Before trial, on stipulated facts, the circuit court granted partial summary judgment for defendant. The court reasoned that plaintiff’s demand for reinstatement was premature and could not, as a matter of law, give rise to a claim under ORS 659.415. That was so because at the time plaintiff made her demand for reinstatement, her work-related injury or disease had not been determined to be compensable. The court then entered judgment for defendant under ORCP 67 B, dismissing plaintiff’s unlawful employment practice claim.

A divided Court of Appeals affirmed. The court’s majority considered the text of ORS 659.415 (1) in context with Bureau of Labor and Industries regulations. The court held that a worker does not have a right to reinstatement under ORS 659.415 (1) unless the workers’ compensation claim is in compensable status when the demand for reinstatement is made. Accordingly, the court held that defendant’s conduct was not wrongful when it failed to reinstate plaintiff.

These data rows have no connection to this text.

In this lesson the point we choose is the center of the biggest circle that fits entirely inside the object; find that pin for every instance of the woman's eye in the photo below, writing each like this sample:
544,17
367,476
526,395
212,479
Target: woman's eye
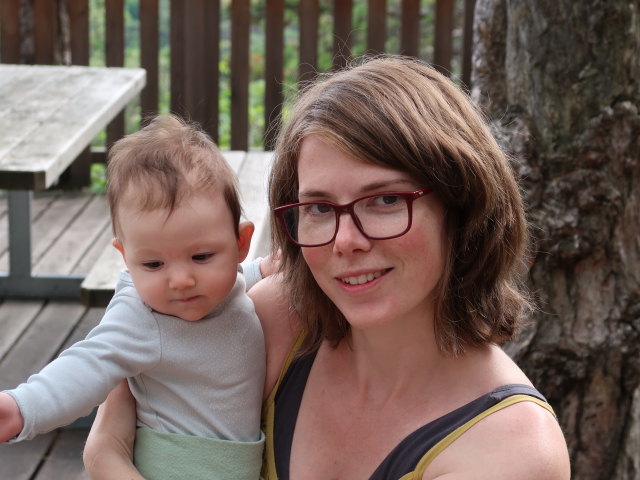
318,209
387,199
152,265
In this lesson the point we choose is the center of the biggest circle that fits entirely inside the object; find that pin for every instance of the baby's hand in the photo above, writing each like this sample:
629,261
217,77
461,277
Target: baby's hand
11,421
270,265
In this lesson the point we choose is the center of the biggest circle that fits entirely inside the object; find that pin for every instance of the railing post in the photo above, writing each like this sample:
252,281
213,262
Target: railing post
342,15
240,25
273,70
410,28
149,51
443,41
467,47
114,54
308,14
10,31
376,26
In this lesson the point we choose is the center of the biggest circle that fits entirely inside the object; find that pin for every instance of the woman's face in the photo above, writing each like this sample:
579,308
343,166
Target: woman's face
372,282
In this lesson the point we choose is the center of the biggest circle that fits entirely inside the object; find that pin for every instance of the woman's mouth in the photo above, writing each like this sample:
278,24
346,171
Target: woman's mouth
362,279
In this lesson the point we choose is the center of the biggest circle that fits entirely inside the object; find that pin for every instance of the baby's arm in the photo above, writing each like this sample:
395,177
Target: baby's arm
11,421
122,345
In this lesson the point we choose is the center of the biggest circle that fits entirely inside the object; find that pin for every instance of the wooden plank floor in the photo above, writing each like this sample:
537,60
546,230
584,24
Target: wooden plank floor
69,232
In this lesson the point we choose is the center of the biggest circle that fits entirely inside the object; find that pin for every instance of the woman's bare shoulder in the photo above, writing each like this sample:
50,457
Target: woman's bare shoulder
521,441
279,323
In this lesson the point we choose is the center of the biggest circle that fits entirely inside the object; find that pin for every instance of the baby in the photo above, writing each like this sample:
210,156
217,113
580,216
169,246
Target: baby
180,326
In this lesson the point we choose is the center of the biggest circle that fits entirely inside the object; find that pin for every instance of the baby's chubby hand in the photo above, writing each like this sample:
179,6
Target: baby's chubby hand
11,421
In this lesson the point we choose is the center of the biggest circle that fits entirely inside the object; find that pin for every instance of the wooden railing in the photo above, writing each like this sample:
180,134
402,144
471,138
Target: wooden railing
195,28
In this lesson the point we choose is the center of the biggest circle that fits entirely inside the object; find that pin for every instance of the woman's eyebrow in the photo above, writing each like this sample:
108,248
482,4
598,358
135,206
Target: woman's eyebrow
394,184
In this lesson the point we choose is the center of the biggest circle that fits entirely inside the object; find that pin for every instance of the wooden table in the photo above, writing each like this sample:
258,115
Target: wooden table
48,116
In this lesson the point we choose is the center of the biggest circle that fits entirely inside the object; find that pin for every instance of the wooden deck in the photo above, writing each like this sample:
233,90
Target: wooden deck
69,233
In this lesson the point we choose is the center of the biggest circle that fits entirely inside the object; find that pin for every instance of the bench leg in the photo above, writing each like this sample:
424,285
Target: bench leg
20,282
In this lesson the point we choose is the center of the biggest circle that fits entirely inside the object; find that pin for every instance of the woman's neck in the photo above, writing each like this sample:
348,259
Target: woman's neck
387,362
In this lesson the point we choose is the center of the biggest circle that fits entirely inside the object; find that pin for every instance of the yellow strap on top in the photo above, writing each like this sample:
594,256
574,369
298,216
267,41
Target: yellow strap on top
439,447
268,413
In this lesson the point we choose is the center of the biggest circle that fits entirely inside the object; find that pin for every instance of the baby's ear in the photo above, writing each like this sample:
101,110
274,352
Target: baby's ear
118,245
244,239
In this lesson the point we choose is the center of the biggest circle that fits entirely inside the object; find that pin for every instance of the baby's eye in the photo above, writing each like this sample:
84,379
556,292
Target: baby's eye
152,265
202,257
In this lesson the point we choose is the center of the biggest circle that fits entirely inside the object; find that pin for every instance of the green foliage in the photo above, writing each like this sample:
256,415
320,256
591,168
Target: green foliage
358,42
98,177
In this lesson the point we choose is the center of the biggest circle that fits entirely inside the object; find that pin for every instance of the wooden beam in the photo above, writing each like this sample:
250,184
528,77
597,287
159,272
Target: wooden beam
149,50
342,15
240,25
443,37
273,70
10,31
44,20
410,28
114,50
376,26
308,12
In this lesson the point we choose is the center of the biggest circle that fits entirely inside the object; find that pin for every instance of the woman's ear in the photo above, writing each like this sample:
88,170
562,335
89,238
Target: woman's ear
244,239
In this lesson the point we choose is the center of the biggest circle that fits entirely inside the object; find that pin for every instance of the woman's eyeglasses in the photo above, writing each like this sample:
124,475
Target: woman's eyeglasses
378,217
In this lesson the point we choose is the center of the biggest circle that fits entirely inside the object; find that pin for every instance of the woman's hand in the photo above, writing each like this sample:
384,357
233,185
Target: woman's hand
108,453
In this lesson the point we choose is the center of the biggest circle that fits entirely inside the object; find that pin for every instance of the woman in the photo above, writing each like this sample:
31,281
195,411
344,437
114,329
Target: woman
402,236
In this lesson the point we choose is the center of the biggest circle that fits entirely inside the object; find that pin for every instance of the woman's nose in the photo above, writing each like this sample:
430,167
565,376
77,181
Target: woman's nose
349,237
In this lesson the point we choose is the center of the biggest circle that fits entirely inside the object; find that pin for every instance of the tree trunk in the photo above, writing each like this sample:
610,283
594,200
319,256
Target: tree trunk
559,80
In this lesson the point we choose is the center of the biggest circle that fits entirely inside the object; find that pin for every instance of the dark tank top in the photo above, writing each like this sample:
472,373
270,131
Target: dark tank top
404,458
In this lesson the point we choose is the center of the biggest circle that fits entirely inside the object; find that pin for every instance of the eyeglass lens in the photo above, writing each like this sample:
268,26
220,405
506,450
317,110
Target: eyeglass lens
377,217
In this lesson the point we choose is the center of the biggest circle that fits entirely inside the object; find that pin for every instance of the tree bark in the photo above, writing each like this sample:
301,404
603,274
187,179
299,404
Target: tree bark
559,80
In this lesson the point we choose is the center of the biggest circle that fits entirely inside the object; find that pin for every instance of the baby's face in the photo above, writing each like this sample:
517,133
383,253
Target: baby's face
185,264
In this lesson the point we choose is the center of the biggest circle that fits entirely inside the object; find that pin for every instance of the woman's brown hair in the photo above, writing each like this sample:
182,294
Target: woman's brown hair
401,113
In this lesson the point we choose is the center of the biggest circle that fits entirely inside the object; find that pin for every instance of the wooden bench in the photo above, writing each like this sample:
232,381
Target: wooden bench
48,116
252,170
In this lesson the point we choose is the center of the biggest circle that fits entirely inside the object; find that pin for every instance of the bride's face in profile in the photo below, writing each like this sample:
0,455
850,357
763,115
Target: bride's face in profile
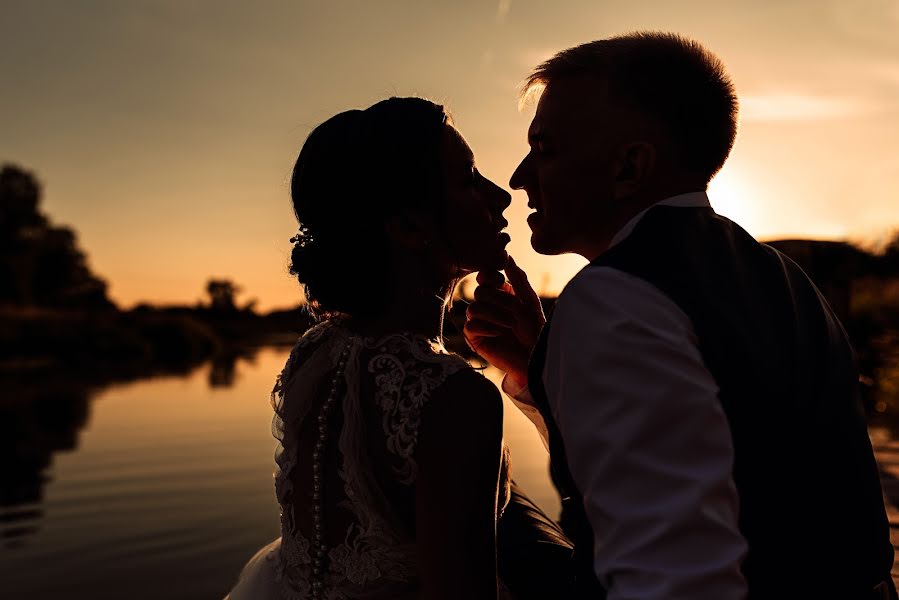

The dissent found from the text of ORS 659.415 (1) and the context of ORS 656.005 (7)(a) that “plaintiff’s claim does not depend on whether her employer had accepted her workers’ compensation claim before she sought reinstatement.” (Armstrong, J., dissenting.) The dissent imported the definition of “compensable injury” from ORS 656.005 (7)(a) into ORS 659.415 (1) and concluded that “a compensable injury, by definition, involves only the worker’s condition and not the status of the worker’s claim for that injury.” Armstrong, 145 Or App at 275.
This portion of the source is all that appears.